Saturday, August 29, 2009

Ted Kennedy

I learned some time ago not to engage in significant political debates with my family. My views can sometimes surprise, if not enrage others, I have found. Today, though, I have to express my feelings of loss after following the memorials of Ted Kennedy over the past few days. Not because I am or ever was a huge political supporter of him. But because I admire what he stood for as a man.

It seems to me that it would have been so easy for Ted to check out after some of the tragedies of his life. He certainly had the financial means to seclude himself from society after the tragic loss of his two brothers. Who would have blamed him? At that time the name Kennedy was something of a bullseye on the back of anyone in the political arena.

The bad press that surrounded him after the death of Mary Jo Kopechne must have been something he wanted to run away from.

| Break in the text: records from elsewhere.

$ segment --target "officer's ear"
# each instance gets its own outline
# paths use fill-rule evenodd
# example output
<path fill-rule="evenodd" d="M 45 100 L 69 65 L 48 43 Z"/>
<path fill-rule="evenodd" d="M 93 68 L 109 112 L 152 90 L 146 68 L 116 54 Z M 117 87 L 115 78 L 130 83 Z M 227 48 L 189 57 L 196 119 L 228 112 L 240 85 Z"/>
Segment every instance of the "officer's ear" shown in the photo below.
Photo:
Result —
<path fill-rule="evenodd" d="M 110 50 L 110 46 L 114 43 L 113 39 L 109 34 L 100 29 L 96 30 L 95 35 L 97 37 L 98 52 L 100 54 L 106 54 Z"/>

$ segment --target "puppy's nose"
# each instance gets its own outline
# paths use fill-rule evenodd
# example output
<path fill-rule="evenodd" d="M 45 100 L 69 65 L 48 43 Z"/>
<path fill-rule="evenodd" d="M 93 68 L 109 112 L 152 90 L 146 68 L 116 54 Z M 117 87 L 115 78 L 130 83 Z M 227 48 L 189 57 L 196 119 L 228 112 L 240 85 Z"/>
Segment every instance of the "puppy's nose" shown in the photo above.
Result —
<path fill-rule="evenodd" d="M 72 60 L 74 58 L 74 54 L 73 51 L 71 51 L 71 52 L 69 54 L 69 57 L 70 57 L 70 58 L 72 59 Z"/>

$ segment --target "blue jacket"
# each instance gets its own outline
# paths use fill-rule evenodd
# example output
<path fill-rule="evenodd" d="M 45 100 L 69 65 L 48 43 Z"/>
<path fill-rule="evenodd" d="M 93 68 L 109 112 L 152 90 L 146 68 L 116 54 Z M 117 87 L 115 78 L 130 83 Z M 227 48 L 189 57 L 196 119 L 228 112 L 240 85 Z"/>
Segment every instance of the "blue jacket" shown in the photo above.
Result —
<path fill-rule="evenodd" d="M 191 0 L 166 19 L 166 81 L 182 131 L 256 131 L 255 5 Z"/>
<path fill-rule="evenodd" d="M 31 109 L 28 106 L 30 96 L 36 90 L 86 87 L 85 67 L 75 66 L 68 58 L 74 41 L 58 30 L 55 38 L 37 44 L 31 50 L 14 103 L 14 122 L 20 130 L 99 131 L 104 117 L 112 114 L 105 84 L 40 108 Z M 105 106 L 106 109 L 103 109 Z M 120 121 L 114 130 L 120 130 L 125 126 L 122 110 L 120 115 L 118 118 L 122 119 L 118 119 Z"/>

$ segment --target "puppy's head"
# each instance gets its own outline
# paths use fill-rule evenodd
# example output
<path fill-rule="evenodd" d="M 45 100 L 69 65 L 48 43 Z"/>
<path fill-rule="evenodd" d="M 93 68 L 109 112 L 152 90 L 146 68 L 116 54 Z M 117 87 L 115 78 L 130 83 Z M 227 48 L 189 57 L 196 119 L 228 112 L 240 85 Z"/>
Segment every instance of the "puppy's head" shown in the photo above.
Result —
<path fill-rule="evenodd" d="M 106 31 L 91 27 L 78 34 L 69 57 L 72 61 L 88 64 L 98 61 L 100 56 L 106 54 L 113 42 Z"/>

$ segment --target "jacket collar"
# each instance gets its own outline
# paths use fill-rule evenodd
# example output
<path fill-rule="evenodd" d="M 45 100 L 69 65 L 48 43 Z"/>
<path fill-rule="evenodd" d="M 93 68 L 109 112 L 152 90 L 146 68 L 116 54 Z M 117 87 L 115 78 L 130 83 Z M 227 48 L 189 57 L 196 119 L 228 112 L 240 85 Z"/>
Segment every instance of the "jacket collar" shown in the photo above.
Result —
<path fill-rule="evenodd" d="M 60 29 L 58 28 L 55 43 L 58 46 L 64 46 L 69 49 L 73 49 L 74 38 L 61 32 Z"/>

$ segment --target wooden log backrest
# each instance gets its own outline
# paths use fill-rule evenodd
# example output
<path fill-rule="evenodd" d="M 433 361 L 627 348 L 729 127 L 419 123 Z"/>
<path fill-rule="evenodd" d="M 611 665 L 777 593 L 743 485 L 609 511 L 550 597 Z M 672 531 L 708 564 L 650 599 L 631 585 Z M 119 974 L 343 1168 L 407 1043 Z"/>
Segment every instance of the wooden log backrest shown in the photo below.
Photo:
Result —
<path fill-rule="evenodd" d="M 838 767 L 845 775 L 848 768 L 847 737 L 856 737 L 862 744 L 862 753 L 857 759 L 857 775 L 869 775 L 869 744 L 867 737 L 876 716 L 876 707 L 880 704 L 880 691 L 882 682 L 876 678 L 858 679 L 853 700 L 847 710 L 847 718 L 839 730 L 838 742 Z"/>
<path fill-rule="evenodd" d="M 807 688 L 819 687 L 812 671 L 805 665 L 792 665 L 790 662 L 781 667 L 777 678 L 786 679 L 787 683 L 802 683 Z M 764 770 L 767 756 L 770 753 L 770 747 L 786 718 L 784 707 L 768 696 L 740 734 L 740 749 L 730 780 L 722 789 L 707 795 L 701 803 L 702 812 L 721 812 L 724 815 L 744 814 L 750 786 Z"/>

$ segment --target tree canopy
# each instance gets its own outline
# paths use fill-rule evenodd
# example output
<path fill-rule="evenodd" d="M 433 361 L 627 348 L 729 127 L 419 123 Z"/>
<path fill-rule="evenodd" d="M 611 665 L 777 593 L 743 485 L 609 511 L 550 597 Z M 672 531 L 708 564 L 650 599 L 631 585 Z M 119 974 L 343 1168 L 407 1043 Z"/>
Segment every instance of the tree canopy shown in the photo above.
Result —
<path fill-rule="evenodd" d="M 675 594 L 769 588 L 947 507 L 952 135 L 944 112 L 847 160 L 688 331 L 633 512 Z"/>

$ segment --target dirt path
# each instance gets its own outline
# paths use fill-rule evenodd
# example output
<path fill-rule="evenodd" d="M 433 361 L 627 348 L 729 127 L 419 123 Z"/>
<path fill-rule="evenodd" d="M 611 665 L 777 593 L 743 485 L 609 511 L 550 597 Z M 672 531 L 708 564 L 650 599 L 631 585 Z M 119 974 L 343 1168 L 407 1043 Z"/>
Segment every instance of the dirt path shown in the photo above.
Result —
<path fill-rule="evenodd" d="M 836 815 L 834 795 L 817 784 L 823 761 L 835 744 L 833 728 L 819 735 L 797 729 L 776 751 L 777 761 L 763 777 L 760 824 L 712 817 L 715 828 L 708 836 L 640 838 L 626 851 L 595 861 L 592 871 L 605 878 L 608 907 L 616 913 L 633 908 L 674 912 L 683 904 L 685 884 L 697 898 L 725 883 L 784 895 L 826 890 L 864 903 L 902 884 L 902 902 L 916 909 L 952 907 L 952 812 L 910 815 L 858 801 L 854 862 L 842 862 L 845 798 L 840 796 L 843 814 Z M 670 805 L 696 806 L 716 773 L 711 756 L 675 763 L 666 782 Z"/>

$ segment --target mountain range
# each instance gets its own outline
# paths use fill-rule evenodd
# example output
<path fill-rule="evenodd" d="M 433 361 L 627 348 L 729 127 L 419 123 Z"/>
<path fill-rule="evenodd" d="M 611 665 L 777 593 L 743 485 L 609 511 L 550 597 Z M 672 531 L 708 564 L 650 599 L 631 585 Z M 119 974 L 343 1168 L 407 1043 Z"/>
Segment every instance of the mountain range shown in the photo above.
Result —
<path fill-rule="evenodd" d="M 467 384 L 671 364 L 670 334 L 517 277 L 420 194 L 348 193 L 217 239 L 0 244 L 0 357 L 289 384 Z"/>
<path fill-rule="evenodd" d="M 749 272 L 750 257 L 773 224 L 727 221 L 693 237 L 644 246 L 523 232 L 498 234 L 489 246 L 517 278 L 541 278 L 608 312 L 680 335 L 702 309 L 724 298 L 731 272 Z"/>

The loss of the presidential bid to Jimmy Carter could have left him terribly bitter about politics. Instead, it appeared to free him to devote his energies to matters in the senate.

No, this man was not a runner. He used his losses as challenges to better himself and his environment. He became a well respected colleague among his business associates, and a trusted family member in more than just the immediate Kennedy family. One of Bobby Kennedy's sons was quoted as saying "John Kennedy inspired America, and my father challenged America, but Uncle Teddy changed America". Regardless of your political views, I'm not sure you could argue with that.

I have never been to Washington DC, but the one thing I have always intended to see in my lifetime is Arlington National Cemetery. Perhaps I will make a point of doing that soon.